Ordre de Malte / Ordine di Malta - Historique
1230-1249
-1231, Syrie : en vertu d'un accord signé avec le prince d'Antioche Bohémond IV, les Hospitaliers renoncent à une partie de leurs terres mais conservent la ville de Gibelet (Djebail), le château de La Vieille et le domaine de Cellorie.
-1233, Syrie : une décision papale oblige les Templiers à respecter une trêve conclue par les Hospitaliers de Gibelet avec le sultan d'Alep.
-1236, Palestine : alliés au sultan de Damas et réunis devant Gaza, les chevaliers chrétiens ne parviennent pas à repousser les assauts des troupes du Caire à la bataille de Corasmins. Elu en 1231, le grand maître des Hospitaliers, Guérin Lebrun, est sans doute fait prisonnier par les Egyptiens, tandis que son homologue des Templiers est tué au cours des combats. Il est aussitôt remplacé par Bertrand de Comps, auquel succédera Pierre de Vieille-Bride en 1240.
-1242, Palestine : Guillaume de Châteauneuf devient grand maître des Hospitaliers. En 1249, il est chargé d'accueillir la septième croisade. Après la défaite du siège de la citadelle de Mansourah puis de la bataille de Fariskur en 1250, c'est cependant l'Ordre des Templiers qui versera le paiement d'une rançon afin d'obtenir la libération du roi Saint-Louis, fait prisonnier par les musulmans et relâché pour repartir en France en 1254.
-1244, Palestine : la citadelle de Jérusalem est prise par le sultan d'Égypte et des Turcs, les Khwarezmiens (Chorasmiens). La ville est définitivement perdue pour les chrétiens. Les survivants se réfugient à Gaza et sont de nouveau défaits à la bataille de La Forbie. Les Hospitaliers de Jérusalem doivent donc se replier sur le royaume Saint-Jean-d'Acre, qui est réduit à une bande côtière. Fait prisonnier, le grand maître Guillaume de Châteauneuf est temporairement remplacé par un lieutenant, Jean de Ronay, jusqu'à la libération générale des détenus chrétiens en 1250.

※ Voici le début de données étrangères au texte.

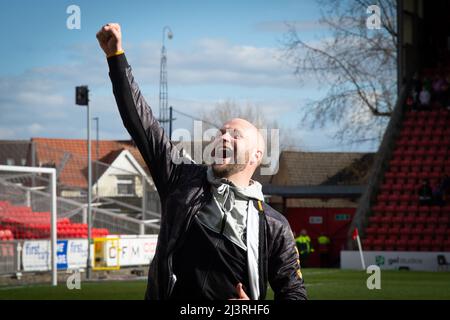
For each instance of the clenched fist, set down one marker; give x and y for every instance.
(110, 38)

-1247-1258, Palestine : retranchés sur Saint-Jean-d'Acre, où ils ont construit un petit hôpital en dehors des murailles de la ville, les Hospitaliers ne parviennent pas à défendre Ascalon, dont la perte met un terme aux espoirs de reconquête de l'arrière-pays et de Jérusalem depuis Gaza. Jean de Ronay, leur lieutenant en l'absence de Guillaume de Châteauneuf, est ensuite défait et tué en 1250 lors de la bataille de Mansourah, qui visait à s'emparer de Damiette pour contrôler le Nil et défaire la puissance égyptienne. A Saint-Jean-d'Acre, les Hospitaliers n'échappent pas non plus aux querelles qui opposent leurs alliés, les Génois, contre les Vénitiens, soutenus par les Templiers et des chevaliers teutoniques. Dans les environs, ils achètent cependant plusieurs domaines à Eskas près de Naplouse en 1244, à Capharbole et Labores en 1252-1253, à Robert dans le diocèse de Nazareth en 1254, à Damor et Chatillon en Césarée en 1255, dans la ville d'Acre à Rabat en 1256 et, enfin, à La Maroenie, Hanouf et Daraya autour de Sidon en 1257-1258. Agissant comme une sorte de société de sécurité privée, l'Ordre réclame également des indemnités pour l'entretien de la forteresse d'Ascalon, qui lui avait été confiée en 1243 et qu'il a perdu quatre ans après.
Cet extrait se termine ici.